Turn the ball seam-side down and roll tight, using the tension from the counter to roll tightly. (Avoid over flouring the surface because it makes shaping difficult and if too much flour is incorporated into the dough it will make the buns dry.)
Transfer the balls to the prepared baking pan or skillet. It’s OK if there is space between the dough balls as they will expand on the second rise.
Cover the buns with plastic wrap that has been lightly sprayed with cooking spray. Let the dough rise once more until puffy and doubled in size, about 1 1/2 hours. When there is about 10 minutes left, position two racks in the upper and lower third of the oven and heat to 350 F.
Once the dough is proofed, make the egg wash by whisking together the remaining egg and remaining 1 tablespoon milk.
Gently brush the buns all over with the egg wash.
Bake the buns until they are golden brown, 20 to 25 minutes. Make the herbed garlic butter in the meantime.
Stir together the melted butter, dried herbs, parsley, garlic powder, and Parmesan in a small bowl.

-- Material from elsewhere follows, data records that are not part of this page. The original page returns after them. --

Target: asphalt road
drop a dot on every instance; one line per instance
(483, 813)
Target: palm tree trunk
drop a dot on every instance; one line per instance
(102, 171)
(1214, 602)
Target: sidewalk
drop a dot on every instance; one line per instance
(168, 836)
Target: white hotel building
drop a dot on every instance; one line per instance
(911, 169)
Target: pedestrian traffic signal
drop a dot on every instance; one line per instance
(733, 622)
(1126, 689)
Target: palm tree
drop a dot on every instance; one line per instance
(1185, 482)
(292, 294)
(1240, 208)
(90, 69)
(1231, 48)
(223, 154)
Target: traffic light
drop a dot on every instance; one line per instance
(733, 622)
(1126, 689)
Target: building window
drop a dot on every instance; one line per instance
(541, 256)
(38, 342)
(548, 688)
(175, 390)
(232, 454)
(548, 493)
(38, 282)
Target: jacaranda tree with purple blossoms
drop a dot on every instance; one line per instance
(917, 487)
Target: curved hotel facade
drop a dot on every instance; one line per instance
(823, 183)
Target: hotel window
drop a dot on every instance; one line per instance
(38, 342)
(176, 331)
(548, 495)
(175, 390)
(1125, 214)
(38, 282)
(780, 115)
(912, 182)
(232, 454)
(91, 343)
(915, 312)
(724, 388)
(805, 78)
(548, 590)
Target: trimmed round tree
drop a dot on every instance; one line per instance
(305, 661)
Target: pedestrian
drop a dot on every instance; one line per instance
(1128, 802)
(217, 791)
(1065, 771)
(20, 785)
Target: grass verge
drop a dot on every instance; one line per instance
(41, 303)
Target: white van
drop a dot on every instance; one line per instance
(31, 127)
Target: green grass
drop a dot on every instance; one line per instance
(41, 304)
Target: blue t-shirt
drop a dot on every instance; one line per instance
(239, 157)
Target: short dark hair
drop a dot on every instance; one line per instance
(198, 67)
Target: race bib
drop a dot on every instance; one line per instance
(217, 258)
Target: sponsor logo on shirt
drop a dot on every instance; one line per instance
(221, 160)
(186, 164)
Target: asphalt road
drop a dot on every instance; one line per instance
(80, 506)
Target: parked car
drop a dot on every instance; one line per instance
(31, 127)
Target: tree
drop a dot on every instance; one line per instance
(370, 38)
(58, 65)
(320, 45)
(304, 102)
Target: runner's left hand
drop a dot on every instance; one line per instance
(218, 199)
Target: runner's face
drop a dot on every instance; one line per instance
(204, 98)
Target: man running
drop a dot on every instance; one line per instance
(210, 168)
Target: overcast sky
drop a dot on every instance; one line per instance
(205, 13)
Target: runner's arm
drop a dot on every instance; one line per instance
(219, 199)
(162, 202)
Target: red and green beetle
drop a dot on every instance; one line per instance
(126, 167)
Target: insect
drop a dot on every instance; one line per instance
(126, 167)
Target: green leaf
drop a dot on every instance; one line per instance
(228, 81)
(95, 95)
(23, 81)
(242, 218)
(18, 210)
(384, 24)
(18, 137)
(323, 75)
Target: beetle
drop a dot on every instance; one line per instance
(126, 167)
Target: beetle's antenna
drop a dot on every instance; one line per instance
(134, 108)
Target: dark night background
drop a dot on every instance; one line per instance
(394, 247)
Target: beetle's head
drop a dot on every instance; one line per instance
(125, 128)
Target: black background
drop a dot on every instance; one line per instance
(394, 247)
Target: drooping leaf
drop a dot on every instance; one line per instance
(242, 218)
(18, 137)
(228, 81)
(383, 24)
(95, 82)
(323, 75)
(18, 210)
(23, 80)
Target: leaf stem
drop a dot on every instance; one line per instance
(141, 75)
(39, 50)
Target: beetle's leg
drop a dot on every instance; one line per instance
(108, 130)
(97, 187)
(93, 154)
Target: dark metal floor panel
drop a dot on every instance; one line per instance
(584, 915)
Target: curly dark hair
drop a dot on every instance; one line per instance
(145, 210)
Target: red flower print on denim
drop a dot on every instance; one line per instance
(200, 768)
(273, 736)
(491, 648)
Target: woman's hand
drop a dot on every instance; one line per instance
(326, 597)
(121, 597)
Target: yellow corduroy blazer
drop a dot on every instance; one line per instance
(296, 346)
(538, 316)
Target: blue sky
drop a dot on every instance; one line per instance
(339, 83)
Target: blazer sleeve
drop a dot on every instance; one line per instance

If serving immediately, remove the buns from the oven and brush the herbed garlic butter all over the top using a pastry brush, then sprinkle with flaky sea salt. Let the buns cool for 10 minutes, then remove from the pan and enjoy.
If serving later, reheat the rolls covered in foil in a 350 F oven for 10 minutes. Brush with the butter mixture, sprinkle with flaky sea salt, and serve.
- Make sure your eggs and butter are at room temperature otherwise cold ingredients can cause the dough to seize up and not come together as well.
- Avoid over-flouring your work surface when shaping the buns as this will add more flour to the dough and make them denser rather than soft. It will also make rolling them harder.
You can freeze the portioned and shaped dough on a parchment-lined baking sheet, then transfer to a resealable bag or airtight container once frozen solid. Store for up to 2 months. Note, the second proofing will take longer.
- You can use non-dairy milk in place of the regular milk.
- You can use a 50/50 combination of whole wheat flour and all-purpose flour for this recipe, but the buns will be a bit denser.
- It’s extremely easy to create endless flavor variations for these rolls by simply incorporating different seasonings into your compound butter. See some of our favorite options below:
- Cool Ranch: 1 (1 ounce) packet ranch powder + 1/4 cup grated Parmesan + 1/2 teaspoon chili powder
- Pizza: 1/4 cup chopped sundried tomatoes + 1/4 cup grated Parmesan + 1 tablespoon chopped fresh parsley
- Umami: 1 tablespoon white miso + 1 teaspoon garlic powder + 1 teaspoon nori or furikake
- Cilantro-Ginger: 1 tablespoon chopped fresh cilantro + 1 1/2 teaspoons garlic powder + 1 teaspoon ginger powder
- Chipotle-Lime: 1/2 teaspoon chipotle chili powder + 1/2 teaspoon lime zest
- Sticky Sweet: 2 teaspoons honey + 2 teaspoons toasted chopped nuts
- Cinnamon Sugar: 2 teaspoons granulated sugar + 1 teaspoon ground cinnamon
- PSL: 2 teaspoons granulated sugar + 1 teaspoon pumpkin spice + 1/2 teaspoon espresso powder
How to Store
- Store the fully baked buns in a resealable bag or airtight container at room temperature for up to 5 days.
- You can freeze the fully baked buns in a resealable bag or airtight container for up to 2 months. Defrost in the fridge, then reheat in a 300 F oven.